The Lobatse High Court is expected to make a ruling on whether Kgalagadi Breweries Limited (KBL) has a case to answer against businessman Kgosietsile Mariri over the Joe Thomas saga.

Justice Godfrey Ntlhomiwa will deliberate on what is believed to be a case that would set precedence for matters involving breach of confidence.  It would be the first of its kind in the country between the two parties.

The saga reached court last week after Mariri took KBL to task over what he called a breach of confidence.

Mariri had argued that the company stole ideas from a proposal he submitted at the company in April 2012 to bring American crooner Joe Thomas to the country for a music show.


The show was later staged solely by KBL in 2013 and Mariri is now seeking damages in the sum of P800,000 being lost profit, which he says he would have earned had he participated in the show.

However, the company through its attorney John Carr-Hartley is contesting having a case to answer and wants the case to be absolved.

Countering on Mariri’s evidence Carr-Hartley argued that he (Mariri) had not made out a case for the relief that he seeks from the company and that the company did not at all use his proposal like he claims.

Carr-Hartley said the evidence presented before court by Mariri failed to demonstrate that indeed the company used his proposal more so that there was not any confidential clause signed during the proposal submission.

“The proposal was not a novel or original idea and that there was no confidential nature to the proposal.  He simply had no right, which can be enforced against my client,” he said.

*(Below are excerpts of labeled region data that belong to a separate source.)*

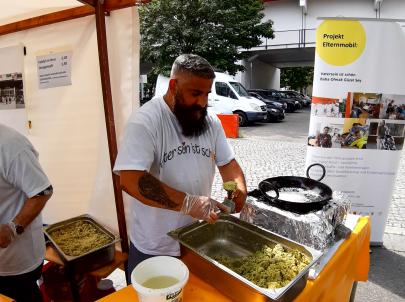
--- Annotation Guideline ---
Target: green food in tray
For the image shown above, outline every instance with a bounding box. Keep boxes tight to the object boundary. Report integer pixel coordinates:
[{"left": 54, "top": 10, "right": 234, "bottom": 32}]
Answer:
[
  {"left": 49, "top": 221, "right": 112, "bottom": 256},
  {"left": 223, "top": 180, "right": 237, "bottom": 192},
  {"left": 214, "top": 244, "right": 311, "bottom": 289}
]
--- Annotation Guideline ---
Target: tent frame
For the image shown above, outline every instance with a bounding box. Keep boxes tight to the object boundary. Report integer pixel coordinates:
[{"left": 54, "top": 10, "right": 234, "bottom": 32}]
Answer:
[{"left": 0, "top": 0, "right": 142, "bottom": 254}]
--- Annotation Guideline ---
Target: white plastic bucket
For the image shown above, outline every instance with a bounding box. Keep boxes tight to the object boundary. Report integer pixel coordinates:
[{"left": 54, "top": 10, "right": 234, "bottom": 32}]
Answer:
[{"left": 131, "top": 256, "right": 189, "bottom": 302}]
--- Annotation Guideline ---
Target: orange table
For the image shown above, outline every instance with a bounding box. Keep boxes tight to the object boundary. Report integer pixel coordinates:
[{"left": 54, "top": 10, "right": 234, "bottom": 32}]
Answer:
[{"left": 98, "top": 217, "right": 370, "bottom": 302}]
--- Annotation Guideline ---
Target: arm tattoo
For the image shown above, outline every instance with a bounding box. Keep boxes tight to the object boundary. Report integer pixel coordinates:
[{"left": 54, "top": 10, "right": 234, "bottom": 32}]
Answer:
[{"left": 138, "top": 173, "right": 177, "bottom": 209}]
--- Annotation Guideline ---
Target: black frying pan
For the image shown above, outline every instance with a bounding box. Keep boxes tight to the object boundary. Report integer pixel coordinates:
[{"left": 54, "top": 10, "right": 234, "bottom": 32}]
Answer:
[{"left": 248, "top": 164, "right": 332, "bottom": 214}]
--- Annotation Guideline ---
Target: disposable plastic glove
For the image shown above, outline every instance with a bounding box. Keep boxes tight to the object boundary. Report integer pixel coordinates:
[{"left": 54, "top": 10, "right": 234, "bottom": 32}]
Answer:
[{"left": 180, "top": 194, "right": 229, "bottom": 223}]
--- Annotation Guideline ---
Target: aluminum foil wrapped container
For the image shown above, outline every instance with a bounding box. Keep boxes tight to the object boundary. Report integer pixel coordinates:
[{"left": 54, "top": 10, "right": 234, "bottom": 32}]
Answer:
[{"left": 240, "top": 192, "right": 351, "bottom": 251}]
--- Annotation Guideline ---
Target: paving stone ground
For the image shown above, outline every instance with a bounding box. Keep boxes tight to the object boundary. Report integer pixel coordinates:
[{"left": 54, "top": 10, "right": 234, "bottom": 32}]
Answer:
[
  {"left": 212, "top": 110, "right": 405, "bottom": 236},
  {"left": 213, "top": 110, "right": 405, "bottom": 302}
]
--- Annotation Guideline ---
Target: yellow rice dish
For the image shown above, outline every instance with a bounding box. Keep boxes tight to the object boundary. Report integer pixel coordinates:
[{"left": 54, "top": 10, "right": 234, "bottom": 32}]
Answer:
[
  {"left": 49, "top": 221, "right": 111, "bottom": 256},
  {"left": 214, "top": 244, "right": 311, "bottom": 289}
]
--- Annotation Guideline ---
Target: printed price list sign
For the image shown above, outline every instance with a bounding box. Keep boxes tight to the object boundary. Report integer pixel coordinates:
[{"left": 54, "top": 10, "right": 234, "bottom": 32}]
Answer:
[{"left": 37, "top": 52, "right": 72, "bottom": 89}]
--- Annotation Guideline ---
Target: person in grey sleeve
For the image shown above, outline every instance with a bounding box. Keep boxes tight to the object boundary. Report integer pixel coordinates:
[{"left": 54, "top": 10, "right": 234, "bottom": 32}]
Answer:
[
  {"left": 0, "top": 124, "right": 53, "bottom": 302},
  {"left": 114, "top": 54, "right": 247, "bottom": 282}
]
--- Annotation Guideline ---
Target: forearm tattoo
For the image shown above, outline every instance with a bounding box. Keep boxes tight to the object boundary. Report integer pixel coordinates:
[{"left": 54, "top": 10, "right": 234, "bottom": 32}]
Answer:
[{"left": 138, "top": 173, "right": 177, "bottom": 209}]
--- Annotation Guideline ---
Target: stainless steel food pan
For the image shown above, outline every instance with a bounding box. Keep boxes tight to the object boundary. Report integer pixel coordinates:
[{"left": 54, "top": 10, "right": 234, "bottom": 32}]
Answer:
[
  {"left": 169, "top": 214, "right": 321, "bottom": 302},
  {"left": 44, "top": 214, "right": 120, "bottom": 272}
]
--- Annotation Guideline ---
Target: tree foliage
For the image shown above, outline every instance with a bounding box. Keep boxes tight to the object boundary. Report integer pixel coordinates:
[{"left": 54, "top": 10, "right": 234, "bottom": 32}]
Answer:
[
  {"left": 139, "top": 0, "right": 273, "bottom": 75},
  {"left": 280, "top": 67, "right": 314, "bottom": 90}
]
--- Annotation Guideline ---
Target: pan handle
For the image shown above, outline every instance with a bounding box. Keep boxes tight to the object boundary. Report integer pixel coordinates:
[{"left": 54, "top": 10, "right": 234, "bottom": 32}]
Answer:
[
  {"left": 307, "top": 164, "right": 326, "bottom": 181},
  {"left": 259, "top": 180, "right": 280, "bottom": 202}
]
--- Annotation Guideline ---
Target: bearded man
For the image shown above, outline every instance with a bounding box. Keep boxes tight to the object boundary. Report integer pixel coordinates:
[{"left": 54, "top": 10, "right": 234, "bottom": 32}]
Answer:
[{"left": 114, "top": 54, "right": 246, "bottom": 283}]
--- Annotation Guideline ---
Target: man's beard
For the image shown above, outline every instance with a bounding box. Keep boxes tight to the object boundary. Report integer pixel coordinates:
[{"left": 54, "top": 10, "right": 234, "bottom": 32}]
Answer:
[{"left": 173, "top": 92, "right": 208, "bottom": 137}]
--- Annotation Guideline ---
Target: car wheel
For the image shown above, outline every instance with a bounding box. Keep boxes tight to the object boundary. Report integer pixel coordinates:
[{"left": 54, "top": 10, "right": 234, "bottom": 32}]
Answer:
[{"left": 235, "top": 111, "right": 248, "bottom": 127}]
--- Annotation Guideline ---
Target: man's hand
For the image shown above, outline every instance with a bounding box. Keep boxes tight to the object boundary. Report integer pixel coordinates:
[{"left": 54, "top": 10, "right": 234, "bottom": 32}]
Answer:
[
  {"left": 180, "top": 194, "right": 228, "bottom": 223},
  {"left": 0, "top": 224, "right": 15, "bottom": 249}
]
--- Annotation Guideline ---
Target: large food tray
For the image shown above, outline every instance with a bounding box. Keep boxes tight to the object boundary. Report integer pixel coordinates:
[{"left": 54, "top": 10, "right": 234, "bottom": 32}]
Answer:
[
  {"left": 44, "top": 214, "right": 120, "bottom": 272},
  {"left": 169, "top": 214, "right": 321, "bottom": 302}
]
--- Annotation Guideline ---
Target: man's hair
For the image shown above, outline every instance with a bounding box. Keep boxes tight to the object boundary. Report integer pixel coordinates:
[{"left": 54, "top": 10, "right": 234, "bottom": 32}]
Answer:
[{"left": 170, "top": 54, "right": 215, "bottom": 79}]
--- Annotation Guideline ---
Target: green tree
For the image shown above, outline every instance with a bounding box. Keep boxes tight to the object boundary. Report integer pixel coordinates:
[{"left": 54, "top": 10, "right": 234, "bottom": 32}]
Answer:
[
  {"left": 139, "top": 0, "right": 274, "bottom": 77},
  {"left": 280, "top": 67, "right": 314, "bottom": 90}
]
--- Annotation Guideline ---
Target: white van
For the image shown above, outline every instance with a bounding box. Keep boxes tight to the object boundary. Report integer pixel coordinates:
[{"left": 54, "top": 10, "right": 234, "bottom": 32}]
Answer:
[
  {"left": 208, "top": 72, "right": 267, "bottom": 126},
  {"left": 155, "top": 72, "right": 267, "bottom": 126}
]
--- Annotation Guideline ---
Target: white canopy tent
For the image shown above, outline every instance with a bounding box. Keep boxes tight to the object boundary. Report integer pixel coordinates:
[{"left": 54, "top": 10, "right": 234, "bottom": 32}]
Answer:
[{"left": 0, "top": 0, "right": 139, "bottom": 251}]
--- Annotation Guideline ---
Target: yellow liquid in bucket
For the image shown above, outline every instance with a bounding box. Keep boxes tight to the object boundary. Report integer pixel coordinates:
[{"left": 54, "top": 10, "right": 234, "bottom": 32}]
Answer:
[{"left": 142, "top": 276, "right": 179, "bottom": 289}]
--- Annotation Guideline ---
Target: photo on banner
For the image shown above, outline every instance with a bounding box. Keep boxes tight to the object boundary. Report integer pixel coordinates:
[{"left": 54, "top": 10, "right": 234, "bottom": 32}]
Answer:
[{"left": 306, "top": 18, "right": 405, "bottom": 244}]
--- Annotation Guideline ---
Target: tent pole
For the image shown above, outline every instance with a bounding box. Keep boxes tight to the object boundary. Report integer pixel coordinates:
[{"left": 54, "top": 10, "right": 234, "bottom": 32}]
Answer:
[{"left": 95, "top": 0, "right": 129, "bottom": 253}]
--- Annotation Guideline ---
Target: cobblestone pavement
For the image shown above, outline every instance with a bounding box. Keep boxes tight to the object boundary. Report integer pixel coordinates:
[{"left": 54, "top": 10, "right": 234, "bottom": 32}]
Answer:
[{"left": 212, "top": 110, "right": 405, "bottom": 236}]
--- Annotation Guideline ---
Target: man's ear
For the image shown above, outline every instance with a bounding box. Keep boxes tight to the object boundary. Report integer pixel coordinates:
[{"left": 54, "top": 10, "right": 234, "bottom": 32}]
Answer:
[{"left": 169, "top": 79, "right": 177, "bottom": 95}]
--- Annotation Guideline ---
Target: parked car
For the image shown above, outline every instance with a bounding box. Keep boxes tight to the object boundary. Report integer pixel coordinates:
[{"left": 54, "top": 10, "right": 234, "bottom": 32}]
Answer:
[
  {"left": 283, "top": 90, "right": 311, "bottom": 107},
  {"left": 249, "top": 92, "right": 287, "bottom": 122},
  {"left": 208, "top": 72, "right": 267, "bottom": 126},
  {"left": 249, "top": 89, "right": 299, "bottom": 112}
]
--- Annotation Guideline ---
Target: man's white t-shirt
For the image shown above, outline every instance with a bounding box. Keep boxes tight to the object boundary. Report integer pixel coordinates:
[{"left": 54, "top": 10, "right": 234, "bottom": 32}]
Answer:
[
  {"left": 114, "top": 97, "right": 235, "bottom": 256},
  {"left": 0, "top": 124, "right": 50, "bottom": 276}
]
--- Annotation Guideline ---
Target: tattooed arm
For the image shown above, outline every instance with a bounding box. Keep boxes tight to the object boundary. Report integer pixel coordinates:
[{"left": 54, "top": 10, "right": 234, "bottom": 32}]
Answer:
[{"left": 121, "top": 171, "right": 186, "bottom": 211}]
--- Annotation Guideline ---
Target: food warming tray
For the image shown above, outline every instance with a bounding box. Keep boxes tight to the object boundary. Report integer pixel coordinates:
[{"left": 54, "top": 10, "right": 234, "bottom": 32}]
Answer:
[
  {"left": 168, "top": 214, "right": 321, "bottom": 302},
  {"left": 44, "top": 214, "right": 120, "bottom": 272}
]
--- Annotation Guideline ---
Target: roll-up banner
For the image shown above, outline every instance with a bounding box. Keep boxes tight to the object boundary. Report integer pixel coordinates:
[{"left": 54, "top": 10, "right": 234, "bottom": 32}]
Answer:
[{"left": 306, "top": 18, "right": 405, "bottom": 244}]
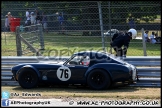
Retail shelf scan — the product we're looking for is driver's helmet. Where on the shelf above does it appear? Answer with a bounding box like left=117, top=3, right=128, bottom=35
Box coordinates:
left=81, top=57, right=90, bottom=66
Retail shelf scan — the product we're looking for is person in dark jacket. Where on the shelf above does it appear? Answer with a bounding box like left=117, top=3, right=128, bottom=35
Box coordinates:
left=111, top=29, right=137, bottom=57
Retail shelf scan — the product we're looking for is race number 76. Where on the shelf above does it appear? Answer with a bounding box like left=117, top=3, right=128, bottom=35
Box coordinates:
left=57, top=66, right=71, bottom=81
left=60, top=69, right=68, bottom=78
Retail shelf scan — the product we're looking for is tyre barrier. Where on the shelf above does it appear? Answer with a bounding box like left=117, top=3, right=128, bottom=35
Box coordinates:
left=1, top=56, right=161, bottom=87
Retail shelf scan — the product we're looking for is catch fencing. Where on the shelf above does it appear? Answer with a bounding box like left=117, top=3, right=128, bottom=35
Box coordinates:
left=1, top=1, right=161, bottom=56
left=1, top=56, right=161, bottom=87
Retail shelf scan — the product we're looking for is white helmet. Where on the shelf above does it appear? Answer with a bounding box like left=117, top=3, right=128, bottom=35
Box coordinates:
left=128, top=28, right=137, bottom=39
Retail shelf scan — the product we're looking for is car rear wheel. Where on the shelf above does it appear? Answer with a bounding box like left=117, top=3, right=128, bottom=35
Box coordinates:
left=87, top=69, right=111, bottom=90
left=18, top=68, right=38, bottom=89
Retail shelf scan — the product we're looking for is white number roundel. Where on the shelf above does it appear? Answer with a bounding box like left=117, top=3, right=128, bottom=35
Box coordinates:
left=57, top=66, right=71, bottom=81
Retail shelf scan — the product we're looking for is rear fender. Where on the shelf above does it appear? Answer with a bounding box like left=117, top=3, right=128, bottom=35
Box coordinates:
left=85, top=63, right=112, bottom=78
left=16, top=65, right=41, bottom=80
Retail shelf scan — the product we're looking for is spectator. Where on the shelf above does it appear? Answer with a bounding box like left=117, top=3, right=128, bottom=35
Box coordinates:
left=42, top=12, right=48, bottom=33
left=144, top=31, right=150, bottom=42
left=129, top=16, right=136, bottom=29
left=31, top=12, right=36, bottom=25
left=5, top=15, right=10, bottom=32
left=58, top=13, right=64, bottom=34
left=150, top=32, right=156, bottom=44
left=7, top=12, right=12, bottom=30
left=155, top=33, right=161, bottom=43
left=110, top=29, right=137, bottom=57
left=35, top=9, right=42, bottom=24
left=25, top=9, right=31, bottom=26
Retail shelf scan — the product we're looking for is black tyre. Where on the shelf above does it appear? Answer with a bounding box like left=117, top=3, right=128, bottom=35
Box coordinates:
left=87, top=69, right=111, bottom=90
left=18, top=68, right=39, bottom=89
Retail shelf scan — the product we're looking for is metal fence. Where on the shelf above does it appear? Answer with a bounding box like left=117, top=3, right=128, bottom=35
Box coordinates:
left=1, top=1, right=161, bottom=56
left=1, top=56, right=161, bottom=87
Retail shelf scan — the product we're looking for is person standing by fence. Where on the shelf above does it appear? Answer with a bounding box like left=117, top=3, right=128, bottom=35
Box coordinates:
left=5, top=15, right=10, bottom=32
left=31, top=12, right=36, bottom=25
left=58, top=13, right=64, bottom=34
left=35, top=9, right=41, bottom=24
left=7, top=12, right=12, bottom=30
left=25, top=9, right=31, bottom=26
left=144, top=30, right=150, bottom=42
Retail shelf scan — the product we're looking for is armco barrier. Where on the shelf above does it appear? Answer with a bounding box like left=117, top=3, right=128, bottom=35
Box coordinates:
left=1, top=56, right=161, bottom=87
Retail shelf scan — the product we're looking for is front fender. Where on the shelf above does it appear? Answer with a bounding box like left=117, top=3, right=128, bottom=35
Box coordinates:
left=16, top=65, right=41, bottom=80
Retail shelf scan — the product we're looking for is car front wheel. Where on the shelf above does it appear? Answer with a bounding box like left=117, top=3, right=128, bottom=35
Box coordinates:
left=18, top=68, right=38, bottom=89
left=87, top=69, right=111, bottom=90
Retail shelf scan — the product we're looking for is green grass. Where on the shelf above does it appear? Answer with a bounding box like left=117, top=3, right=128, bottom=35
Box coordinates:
left=1, top=32, right=161, bottom=56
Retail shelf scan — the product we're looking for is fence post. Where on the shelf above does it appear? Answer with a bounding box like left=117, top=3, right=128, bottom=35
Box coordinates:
left=141, top=28, right=147, bottom=56
left=97, top=1, right=105, bottom=52
left=38, top=24, right=44, bottom=50
left=16, top=26, right=22, bottom=56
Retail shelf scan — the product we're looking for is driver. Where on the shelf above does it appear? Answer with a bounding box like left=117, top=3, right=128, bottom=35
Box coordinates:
left=81, top=57, right=90, bottom=66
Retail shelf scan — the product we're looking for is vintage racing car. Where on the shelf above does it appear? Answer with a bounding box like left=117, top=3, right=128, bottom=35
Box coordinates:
left=11, top=51, right=137, bottom=90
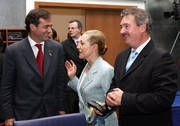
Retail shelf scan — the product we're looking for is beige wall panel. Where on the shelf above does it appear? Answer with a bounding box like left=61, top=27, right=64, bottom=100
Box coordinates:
left=44, top=8, right=85, bottom=41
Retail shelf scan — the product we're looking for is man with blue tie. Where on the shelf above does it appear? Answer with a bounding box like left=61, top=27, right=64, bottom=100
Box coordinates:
left=0, top=8, right=68, bottom=126
left=106, top=8, right=177, bottom=126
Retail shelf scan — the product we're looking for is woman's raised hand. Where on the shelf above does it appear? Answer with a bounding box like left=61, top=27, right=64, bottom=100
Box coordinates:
left=65, top=60, right=77, bottom=80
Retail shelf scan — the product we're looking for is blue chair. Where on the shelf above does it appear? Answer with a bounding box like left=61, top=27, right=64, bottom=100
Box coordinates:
left=14, top=113, right=86, bottom=126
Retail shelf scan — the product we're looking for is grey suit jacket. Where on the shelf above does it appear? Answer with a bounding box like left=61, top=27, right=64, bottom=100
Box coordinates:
left=68, top=57, right=118, bottom=126
left=1, top=38, right=67, bottom=120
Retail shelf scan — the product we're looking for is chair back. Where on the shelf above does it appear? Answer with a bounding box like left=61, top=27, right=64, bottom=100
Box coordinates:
left=14, top=113, right=86, bottom=126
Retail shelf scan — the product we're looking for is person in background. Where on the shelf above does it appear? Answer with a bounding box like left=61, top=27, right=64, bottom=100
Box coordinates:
left=49, top=28, right=60, bottom=42
left=0, top=8, right=68, bottom=126
left=62, top=20, right=86, bottom=113
left=65, top=30, right=118, bottom=126
left=106, top=8, right=177, bottom=126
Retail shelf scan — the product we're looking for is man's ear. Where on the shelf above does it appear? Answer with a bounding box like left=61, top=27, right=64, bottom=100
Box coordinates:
left=140, top=24, right=147, bottom=32
left=29, top=24, right=36, bottom=31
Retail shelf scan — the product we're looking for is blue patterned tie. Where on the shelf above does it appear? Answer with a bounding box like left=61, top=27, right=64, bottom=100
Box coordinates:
left=126, top=50, right=138, bottom=72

He argued that in the absence of Mariri having established a duty on the company then the company was entitled to absolution from the instance and that it should be granted.

Mariri on the other hand through his attorney, Merapelo Mariri is adamant that he submitted the proposal to KBL in good favour and that he was sure that the company would not breach confidence.

He argued that there may have not been any contract signed, but at the end the company used his proposal without his consent.  He added that all that was in the proposal besides the photos taken from the Internet was confidential.

He said he had enough evidence to show that the company stole and used his ideas to stage the music show for their 40th anniversary using the same artistes he had proposed.

“Everything in my proposal was used by the company, the proposed artistes, the budget and even the venue despite being told that no one had shown interest in bringing Joe Thomas except me,” he said.

The ruling will be delivered on April 24, 2015.